It's been a momentous few months for the US Food and Drug Administration (FDA)-a time to look back and reminisce about where the agency has come from and what it has endured along the way. In October 2012, the agency celebrated the milestone of 50 years since the passage of the Kefauver-Harris Amendments to the Federal Food, Drug and Cosmetic Act, which endowed the agency with the authority to assess the efficacy of drugs and the processes by which they were manufactured. But January 2013 marks another milestone perhaps just as important to many patients: 30 years since the passage of the Orphan Drug Act.
The Act's passage provided key incentives for manufacturers to develop therapies to meet the needs of patients suffering from rare-sometimes referred to as "orphan"-diseases affecting fewer than 200,000 patients in the US. At the time, manufacturers had little incentive to develop the therapies. A difficult approval pathway, small market, and the uncertain approval of the product meant that limited venture or corporate capital was more likely to go toward developing therapies with larger pools of patients.
The Act allowed FDA to give the products approved to treat the orphan conditions special marketing protections (7 years of market exclusivity), tax credits to offset some of the costs of development, faster regulatory reviews and additional assistance from FDA reviewers during the development and review process.
The success of the program has been dramatic, leading to the approval of hundreds of new therapies for hundreds of rare and orphan diseases-even so-called "ultra-orphans," which affect fewer than one in every 2,000 patients. To contrast, FDA noted that fewer than 10 products to treat rare diseases had been approved in the decade prior to 1983.
The program has been so successful, in fact, that many of the 39 pharmaceutical products approved in 2012 by FDA were for orphan indications, including Kalydeco (cystic fibrosis), Elelyso (Gaucher disease), Bosulif (CML) and Signifor (Cushing's disease). The act has been so successful, in fact, that many companies (and in particular biotechnology companies) are now using the orphan drug pathway as their main source of profit. A recent Reuters analysis piece by Ben Hirschler indicates that the high costs of the products, which could soon break the $1 million a year barrier, are a strong incentive for many companies to invest in orphan drug treatments.

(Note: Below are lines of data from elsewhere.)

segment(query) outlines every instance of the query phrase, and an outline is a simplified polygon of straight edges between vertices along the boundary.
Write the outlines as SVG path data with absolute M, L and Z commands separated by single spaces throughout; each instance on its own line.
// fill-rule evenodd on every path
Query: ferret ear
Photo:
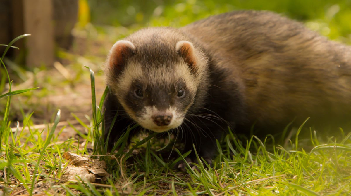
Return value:
M 120 40 L 113 45 L 110 50 L 107 63 L 110 68 L 121 70 L 127 61 L 134 54 L 135 46 L 126 40 Z
M 188 64 L 191 71 L 195 73 L 197 68 L 195 49 L 193 44 L 185 40 L 179 41 L 176 44 L 176 51 L 179 53 Z

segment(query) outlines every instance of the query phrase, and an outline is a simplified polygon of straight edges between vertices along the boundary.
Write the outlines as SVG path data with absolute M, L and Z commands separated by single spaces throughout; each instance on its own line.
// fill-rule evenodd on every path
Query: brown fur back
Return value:
M 227 13 L 180 29 L 239 84 L 249 124 L 350 117 L 349 46 L 269 12 Z

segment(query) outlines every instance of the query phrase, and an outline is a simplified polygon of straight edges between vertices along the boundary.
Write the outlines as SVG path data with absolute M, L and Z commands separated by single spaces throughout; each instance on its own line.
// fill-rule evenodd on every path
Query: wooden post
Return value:
M 26 64 L 29 67 L 51 66 L 54 43 L 52 0 L 22 0 L 21 3 L 23 33 L 32 34 L 25 41 Z

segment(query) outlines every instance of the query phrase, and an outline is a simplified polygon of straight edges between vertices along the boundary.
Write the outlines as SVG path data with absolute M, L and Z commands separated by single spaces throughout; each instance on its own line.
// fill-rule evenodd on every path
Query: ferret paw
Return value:
M 206 161 L 207 164 L 210 166 L 210 167 L 212 167 L 212 160 L 211 159 L 208 158 L 205 158 L 204 159 Z M 197 160 L 196 159 L 193 159 L 187 157 L 185 158 L 185 161 L 186 162 L 189 164 L 189 166 L 191 167 L 192 169 L 193 170 L 196 170 L 198 171 L 200 171 L 200 170 L 198 168 L 198 167 L 194 164 L 199 164 L 199 162 L 198 162 Z M 194 163 L 194 164 L 193 164 Z M 177 164 L 176 164 L 176 169 L 178 169 L 180 172 L 183 173 L 186 173 L 186 170 L 185 169 L 185 167 L 187 167 L 186 163 L 185 162 L 183 161 L 180 161 L 178 162 Z M 207 168 L 206 165 L 204 164 L 204 165 L 206 168 Z

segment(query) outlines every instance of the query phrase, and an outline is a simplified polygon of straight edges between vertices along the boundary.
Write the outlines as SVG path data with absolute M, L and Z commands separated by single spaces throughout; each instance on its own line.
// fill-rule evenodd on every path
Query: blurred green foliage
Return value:
M 269 10 L 305 22 L 332 39 L 351 42 L 351 0 L 88 0 L 91 22 L 131 28 L 178 27 L 237 10 Z

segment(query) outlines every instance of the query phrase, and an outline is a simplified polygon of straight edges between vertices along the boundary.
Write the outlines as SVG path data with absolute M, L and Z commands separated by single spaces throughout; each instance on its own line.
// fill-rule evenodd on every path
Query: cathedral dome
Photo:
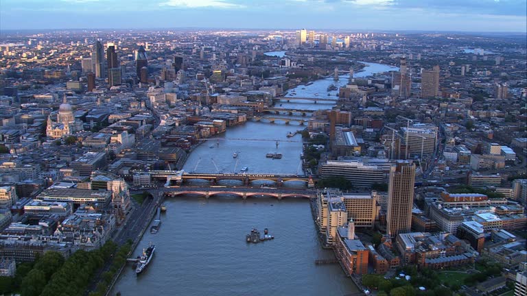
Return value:
M 71 112 L 71 111 L 72 111 L 71 105 L 67 103 L 61 103 L 60 106 L 59 106 L 58 108 L 58 112 Z

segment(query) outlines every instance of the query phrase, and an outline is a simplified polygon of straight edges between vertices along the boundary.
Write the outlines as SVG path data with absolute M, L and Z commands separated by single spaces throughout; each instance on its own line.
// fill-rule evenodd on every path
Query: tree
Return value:
M 351 182 L 342 176 L 335 176 L 323 178 L 317 183 L 318 188 L 338 188 L 340 190 L 351 189 Z
M 375 275 L 366 274 L 362 275 L 362 284 L 368 288 L 377 288 L 379 277 Z
M 435 287 L 434 288 L 434 293 L 436 293 L 436 295 L 452 296 L 452 291 L 450 291 L 449 288 L 443 286 Z
M 39 269 L 33 269 L 24 278 L 21 286 L 22 296 L 38 296 L 46 286 L 46 275 Z
M 397 287 L 390 291 L 390 296 L 406 296 L 406 289 L 404 287 Z
M 393 287 L 393 286 L 392 286 L 391 282 L 390 282 L 388 280 L 382 278 L 379 281 L 379 290 L 380 291 L 384 291 L 386 293 L 388 293 L 390 292 L 390 290 L 391 290 Z
M 375 247 L 379 247 L 379 245 L 381 244 L 382 240 L 382 234 L 379 232 L 374 233 L 371 237 L 371 243 L 373 243 L 373 245 L 375 245 Z

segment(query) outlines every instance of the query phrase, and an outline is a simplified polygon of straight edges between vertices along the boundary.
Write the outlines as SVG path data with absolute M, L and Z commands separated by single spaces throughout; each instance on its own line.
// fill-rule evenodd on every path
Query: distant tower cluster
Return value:
M 141 83 L 148 83 L 148 61 L 143 45 L 135 52 L 135 73 Z
M 403 97 L 410 97 L 411 83 L 406 58 L 401 58 L 399 73 L 392 75 L 392 94 Z
M 305 45 L 307 40 L 307 31 L 305 29 L 302 29 L 300 31 L 296 31 L 296 45 L 298 46 L 301 47 L 303 45 Z
M 414 183 L 415 164 L 413 163 L 401 160 L 390 169 L 386 233 L 390 237 L 410 232 Z
M 100 41 L 95 42 L 95 51 L 93 52 L 93 60 L 95 60 L 93 69 L 95 70 L 95 77 L 97 78 L 104 78 L 104 50 Z
M 494 88 L 496 99 L 503 99 L 508 97 L 508 85 L 507 84 L 497 84 Z
M 424 70 L 421 75 L 421 97 L 428 98 L 439 95 L 439 66 L 432 70 Z
M 106 50 L 106 64 L 108 64 L 108 86 L 109 87 L 121 85 L 121 68 L 119 65 L 115 47 L 110 45 Z

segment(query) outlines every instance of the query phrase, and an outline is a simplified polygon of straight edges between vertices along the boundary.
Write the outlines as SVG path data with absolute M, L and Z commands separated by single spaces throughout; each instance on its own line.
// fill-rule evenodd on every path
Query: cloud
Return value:
M 244 7 L 239 4 L 227 2 L 225 0 L 169 0 L 159 3 L 160 6 L 174 6 L 185 8 L 239 8 Z

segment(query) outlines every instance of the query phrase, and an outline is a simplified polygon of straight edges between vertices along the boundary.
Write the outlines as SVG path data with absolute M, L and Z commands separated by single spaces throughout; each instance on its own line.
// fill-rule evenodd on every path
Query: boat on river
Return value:
M 152 258 L 154 257 L 154 252 L 156 251 L 156 245 L 150 244 L 147 249 L 143 249 L 143 254 L 139 257 L 139 260 L 137 262 L 137 267 L 135 268 L 135 274 L 139 275 L 143 271 L 146 269 L 148 264 L 152 260 Z

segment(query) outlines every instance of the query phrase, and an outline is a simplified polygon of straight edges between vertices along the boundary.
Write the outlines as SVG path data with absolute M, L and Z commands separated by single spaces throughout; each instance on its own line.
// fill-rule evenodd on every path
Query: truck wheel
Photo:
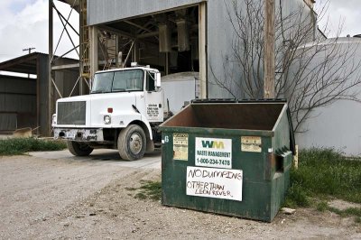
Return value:
M 87 143 L 78 143 L 74 141 L 67 142 L 68 149 L 74 156 L 88 156 L 93 148 L 89 147 Z
M 144 155 L 146 146 L 144 131 L 139 125 L 128 125 L 120 132 L 117 143 L 122 159 L 128 161 L 141 159 Z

The anniversary of the program comes just days after the death of Jack Klugman, an actor on the once-popular TV series "Quincy, M.E.," which many credit as being one of the driving forces behind the passage of the Orphan Drug Act. Several episodes of the series focused on the difficulties of getting treatment for rare diseases, marshaling public support to tackle the then little-known problem. The actor's role in the legislation's passage seemed to be acknowledged by FDA officials in a meeting notice posted to its website. A meeting to be held on 7 January 2013 commemorating the passage of the Orphan Drug Act is set to conclude with a viewing of episodes of "Quincy, M.E."